Beobachter rechnen damit, dass die EZB ab Januar Zentralbankgeld für drei Monate nur noch im Zinstenderverfahren versteigern wird. Ein sogenanntes Zinstenderverfahren ist ein Geldinstrument, mit dem die Zentralbanken eine zu emittierenden Geldmenge benennt und einen Mindestbietersatz festlegt. Die Geschäftsbanken können danach ihre Gebote abgeben. Schließlich entscheidet die Zentralbank welchen Banken sie Geld zu welchen Konditionen leiht.

Dass mit Irland gerade ein weiteres Land Hilfen aus dem Finanzstabilisierungsfonds (EFSF) beantragt hat, dürfte in den Überlegungen des Rats ebenso wenig eine bestimmende Rolle spielen wie die zuletzt verstärkte Nutzung der EZB-Spitzenrefinanzierungsfazilität durch Banken oder steigende Geldmarktsätze. Zinserhöhungen dagegen sind in weiter Ferne.

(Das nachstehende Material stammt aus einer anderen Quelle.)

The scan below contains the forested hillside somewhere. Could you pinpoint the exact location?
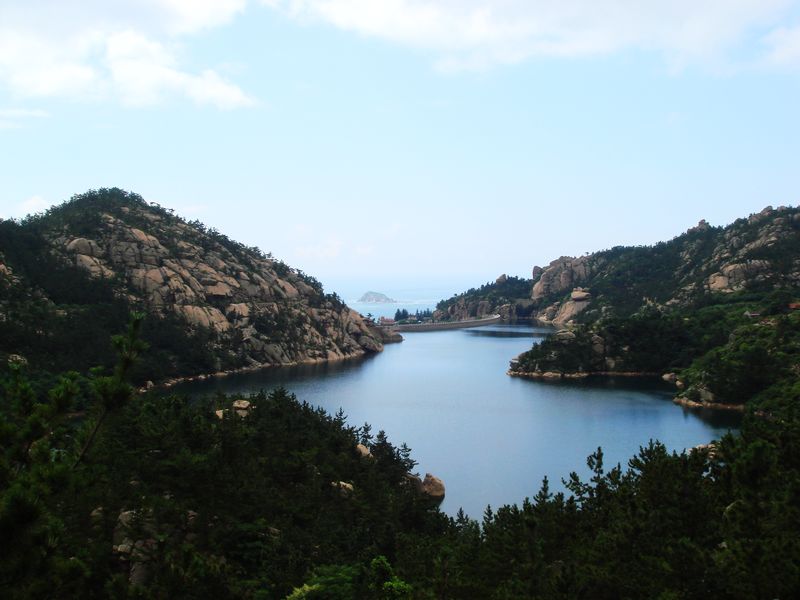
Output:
[0,189,394,381]
[0,316,800,600]
[510,208,800,411]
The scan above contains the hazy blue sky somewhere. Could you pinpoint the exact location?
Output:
[0,0,800,293]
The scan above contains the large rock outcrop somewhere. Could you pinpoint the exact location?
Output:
[32,190,392,367]
[531,207,800,325]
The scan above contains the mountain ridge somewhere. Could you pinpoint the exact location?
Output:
[0,188,394,382]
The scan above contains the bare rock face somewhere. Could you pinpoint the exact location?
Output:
[531,256,596,300]
[531,206,800,325]
[422,473,444,502]
[45,192,383,367]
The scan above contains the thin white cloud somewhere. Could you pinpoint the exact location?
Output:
[0,108,50,130]
[764,26,800,67]
[0,0,255,109]
[261,0,797,69]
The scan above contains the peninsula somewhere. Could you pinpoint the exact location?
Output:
[358,292,397,304]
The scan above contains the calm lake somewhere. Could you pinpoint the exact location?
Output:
[175,325,739,518]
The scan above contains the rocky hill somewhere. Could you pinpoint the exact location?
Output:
[434,274,534,321]
[0,189,394,382]
[531,207,800,325]
[510,207,800,411]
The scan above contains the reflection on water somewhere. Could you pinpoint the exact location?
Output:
[176,325,740,517]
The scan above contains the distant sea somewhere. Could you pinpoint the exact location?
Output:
[344,288,456,319]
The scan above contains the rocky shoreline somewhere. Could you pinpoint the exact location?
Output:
[138,334,403,393]
[506,370,660,381]
[672,396,745,412]
[506,370,745,412]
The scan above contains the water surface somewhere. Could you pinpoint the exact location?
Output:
[176,325,738,517]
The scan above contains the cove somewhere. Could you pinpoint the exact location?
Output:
[174,325,741,518]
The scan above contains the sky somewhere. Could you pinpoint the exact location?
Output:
[0,0,800,299]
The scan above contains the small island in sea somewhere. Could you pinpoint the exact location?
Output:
[358,292,397,304]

Experten gehen recht geschlossen davon aus, dass die EZB ab Januar nur noch ihre einwöchigen Refinanzierungsgeschäfte und die Geschäfte mit der Laufzeit einer Mindestreserveperiode voll zum Mindestbietungssatz von 1,00% zuteilen wird. Wahrscheinliche Folge wird sein, dass die Zuteilungssätze deutlich oberhalb von 1,00% liegen werden. Gebote werden dort voraussichtlich nur jene Banken abgeben, die nicht in der Lage sind, sich anderweitig zu refinanzieren. Die Nutzung des Dreimonatstenders könnte somit zu einer Messgröße für den Liquiditätsbedarf der „Problembanken“ des Euroraums werden.

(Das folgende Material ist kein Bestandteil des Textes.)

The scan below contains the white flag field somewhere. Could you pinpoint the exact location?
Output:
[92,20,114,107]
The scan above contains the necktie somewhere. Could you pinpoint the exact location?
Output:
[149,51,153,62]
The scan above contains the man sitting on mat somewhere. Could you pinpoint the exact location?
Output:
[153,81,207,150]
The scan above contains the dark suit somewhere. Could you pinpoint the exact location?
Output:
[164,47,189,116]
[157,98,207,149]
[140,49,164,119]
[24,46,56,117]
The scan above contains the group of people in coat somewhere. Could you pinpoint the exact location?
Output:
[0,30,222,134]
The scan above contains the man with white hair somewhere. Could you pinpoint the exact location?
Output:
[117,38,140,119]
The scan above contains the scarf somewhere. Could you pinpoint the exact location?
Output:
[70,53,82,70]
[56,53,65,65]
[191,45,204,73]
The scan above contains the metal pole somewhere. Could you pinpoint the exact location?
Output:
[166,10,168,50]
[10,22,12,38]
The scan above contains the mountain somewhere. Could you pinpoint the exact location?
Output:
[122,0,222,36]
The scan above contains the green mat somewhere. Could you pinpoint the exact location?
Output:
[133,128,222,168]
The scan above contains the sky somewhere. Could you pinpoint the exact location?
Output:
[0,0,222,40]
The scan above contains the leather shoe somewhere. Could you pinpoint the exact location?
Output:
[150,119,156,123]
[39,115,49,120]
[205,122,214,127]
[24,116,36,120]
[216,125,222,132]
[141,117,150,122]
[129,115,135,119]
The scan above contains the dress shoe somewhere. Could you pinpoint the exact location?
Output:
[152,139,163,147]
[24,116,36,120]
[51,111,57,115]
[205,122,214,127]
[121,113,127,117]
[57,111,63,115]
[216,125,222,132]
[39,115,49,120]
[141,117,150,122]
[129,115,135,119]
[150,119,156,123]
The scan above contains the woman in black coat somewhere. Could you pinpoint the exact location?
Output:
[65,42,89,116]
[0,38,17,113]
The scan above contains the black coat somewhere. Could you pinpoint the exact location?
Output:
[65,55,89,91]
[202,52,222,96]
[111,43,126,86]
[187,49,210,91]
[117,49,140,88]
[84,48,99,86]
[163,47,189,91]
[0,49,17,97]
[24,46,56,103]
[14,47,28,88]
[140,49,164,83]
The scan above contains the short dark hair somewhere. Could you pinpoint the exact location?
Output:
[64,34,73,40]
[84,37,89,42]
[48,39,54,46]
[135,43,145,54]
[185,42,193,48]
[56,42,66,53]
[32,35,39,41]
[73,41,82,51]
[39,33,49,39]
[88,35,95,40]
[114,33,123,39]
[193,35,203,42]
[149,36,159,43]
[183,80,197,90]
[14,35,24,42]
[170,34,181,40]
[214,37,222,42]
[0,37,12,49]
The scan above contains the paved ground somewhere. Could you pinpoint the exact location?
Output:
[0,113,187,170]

Weiterhin hoher Refinanzierungsbedarf

Derzeit scheint der Finanzbedarf dieser Institute recht hoch zu sein, wie die seit Tagen erhöhte Inanspruchnahme der Spitzenrefinanzierungsfazilität (Zinssatz: 1,75%) zeigt. Allerdings ist davon auszugehen, dass die EZB versuchen wird, einen schonenden Übergang zu bewerkstelligen, indem sie die Zuteilung bei diesen Geschäften reichlich bemisst. Im Frühjahr hatte sie in der gleichen Situation zugesagt, im Vorfeld der Auktionen Volumenindikationen zu geben, um die Marktteilnehmer auf die zu erwartende Situation einzustimmen.

Grundsätzlich scheinen die Voraussetzung für eine weitere Normalisierung der EZB-Politik trotz – oder gerade wegen – der Situation in Irland günstiger als noch im Frühjahr. Allein die Existenz des EFSF bedeutet, dass sich die EZB bei ihren Planungen stärker von geldpolitischen Erwägungen leiten lassen kann, weil sie nicht mehr auf Banken Rücksicht nehmen muss, deren Geschäftsmodell nicht mehr valide ist. Insofern wäre eine mögliche Inanspruchnahme des sogenannten Schutzschirm durch weitere Länder zumindest aus EZB-Sicht kein Beinbruch.

EZB will Refinanzierung langsam auslaufen

Wie könnte sich der Ausstieg der erhöhten Liquiditätsversorgung weiter vollziehen? Beobachter erwarten, dass die EZB die Reaktion der Geldmärkte auf den fortgesetzten Exit aufmerksam beobachten wird. Zu erwarten ist ein weiterer Anstieg der Geldmarktsätze in Richtung des Leitzinses. Die EZB kann diesen Anstieg, wenn er moderat verläuft, so lange als selbst gewähltes Los der Banken hinstellen, wie sie bei anderen Refinanzierungsgeschäften die Vollzuteilung beibehält. Eine vollständige Rückkehr zum Zinstenderverfahren erwarten Beobachter nicht vor dem Sommer, was zum Prognosekonsens passt, dass der Leitzins erst 2012 angehoben wird.

Ein mögliches Datum für eine weitere Änderung am Tenderverfahren wäre der 9. Juni 2011, weil dann auch neue Projektionen zu Wachstum und Inflation vorgelegt werden. Gleiches gilt für die Ratssitzung am Donnerstag, für die jedoch keine gravierenden Änderungen, allenfalls eine leichte Anhebung der Wachstumsprognosen, denkbar scheint.